Amistad Reviewed

One knows that eyes can be deceiving and one can observe this practice take shape through the judicial systems sway of opinions. As stated by John Quincy Adams in the movie Amistad, You know what they are...what you dont know is who they are. This quote reigns true in the sense that the classification of justice is determined by what is presented upfront henceforth making the internal details secondary or obsolete. This characteristic of justice can be associated with the trait of blindness. The only way to escape this physical blindness is to further analyze the evidence put forth, initiate a clean bias or unbiased state of mind, and create a greater comprehension of human beings internally.

To begin, the reason many hasty decisions are made, especially in the field of Justice, is because of the idea that physical truth is enough evidence. This is where this assumption leads to the concept of blindness. Since physical evidence provides ones eyes with actual or concrete objects, it is bound to be seen as a reliable source which is where the deceiving takes place. The thing about physical evidence is that it is not hard to forge or manipulate. When viewing said evidence, one would have to understand and further analyze the evidence being presented, for one can never be sure about what is true and what is not which is also the deciding factor in whether or not justice can truly see. For example, in the movie, Amistad, the viewer was showcased a scene in which papers of the slave count on board the Amistad were exhibited to the court. It stated that a significantly smaller number of slaves were present on the ship despite the fact that hundreds of slaves were transported to and fro from different slave locations and fortresses such as the Lomboko. Since this piece of paper indicated a more concrete piece of evidence rather than a state of mind or pure common knowledge, it had more authority thus increasing the edge the Spaniards had and further blinding the court.

Next we have the idea of biased ways of perceiving information. As previously stated, Slavery was an industry of the time that was at its prime and definitely seen as a source of economic supremacy. One can identify as to why justice may have turned a blind eye to the releasing of potential income in a period where money depended on labor. Justice is a topic that is initially supported by the concept of fairness and equality as showcased in the phrase, Innocent until proven guilty, yet in the sense of the Amistad, this concept seemed to be non existent or of little relevance. When and only when Justice initiates/ fulfills the duties previously stated, can there actually be a clear comprehension and vision as it applies to rulings and accurate judgements.

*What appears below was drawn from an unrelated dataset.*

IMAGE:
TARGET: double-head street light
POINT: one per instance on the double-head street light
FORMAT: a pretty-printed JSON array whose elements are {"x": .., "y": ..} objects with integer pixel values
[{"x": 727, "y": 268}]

Lastly we have the concept or realization of the human being. Human beings, despite race, ethnicity, religion, gender, origin, etc., are still humans all the same. Unfortunately in the field of Justice, that is not always true. This concept ties back into the idea of bias states of mind, for Justice only sees what is static not what is dynamic or of actual depth. In Amistad, John Quincy Adams discusses the heroism displayed by Cinque aboard the Amistad ship. Consequently, it is not initially seen as such due to his skin tone and origin, but through conversations with said Cinque, Adams was able to identify the quality that may have been overlooked which is that of an actual human. This, however, brings forth the idea of who Cinque really was, for he along with La Amistad, according to Slavevoyages.com, are not documented. In order to truly appreciate and commence this concept of Justice, Adams and anybody else would have had to have someone to represent. Although Cinque was not in the databases of slavevoyages.com, there was still hope of his existence through the vessel, Jesus Maria. I would argue that this ship would represent that of La Amistad, for with the information presented by the movie and detailed research from http://newsone.com/2040767/amistad-revolt/ and http://www.history.com/topics/amistad-case, I was able to identify some fairly unique similarities. Both ships arrived in Sierra Leone, were meant to arrive in Cuba, had a slave uprising, were sent to a court, and were disembarked in the Americas. Unfortunately, Slavevoyages.com still had no source of information dating back to the idea of Cinque, or his Africcan name, Sengbe Pieh, which led to some controversy debate as to if Cinques presence was even documented even though other sources indicate his significant role in the freeing of his fellow tribe.

As a further thought, despite the presence or lack of presence of Cinque or LA Amistad, the idea of Justice being able to truly visualize rather than seeing still lives on. The events that occurred on the said La Amistad, or Jesus Maria, and even afterwards, with the continuous trials, showcase a side of Justice that is blinded by what they initially perceive, but through further analyzing, unbiased mindsets, and internal human comprehension, justice can actually come to a point where seeing clearly can be a reality.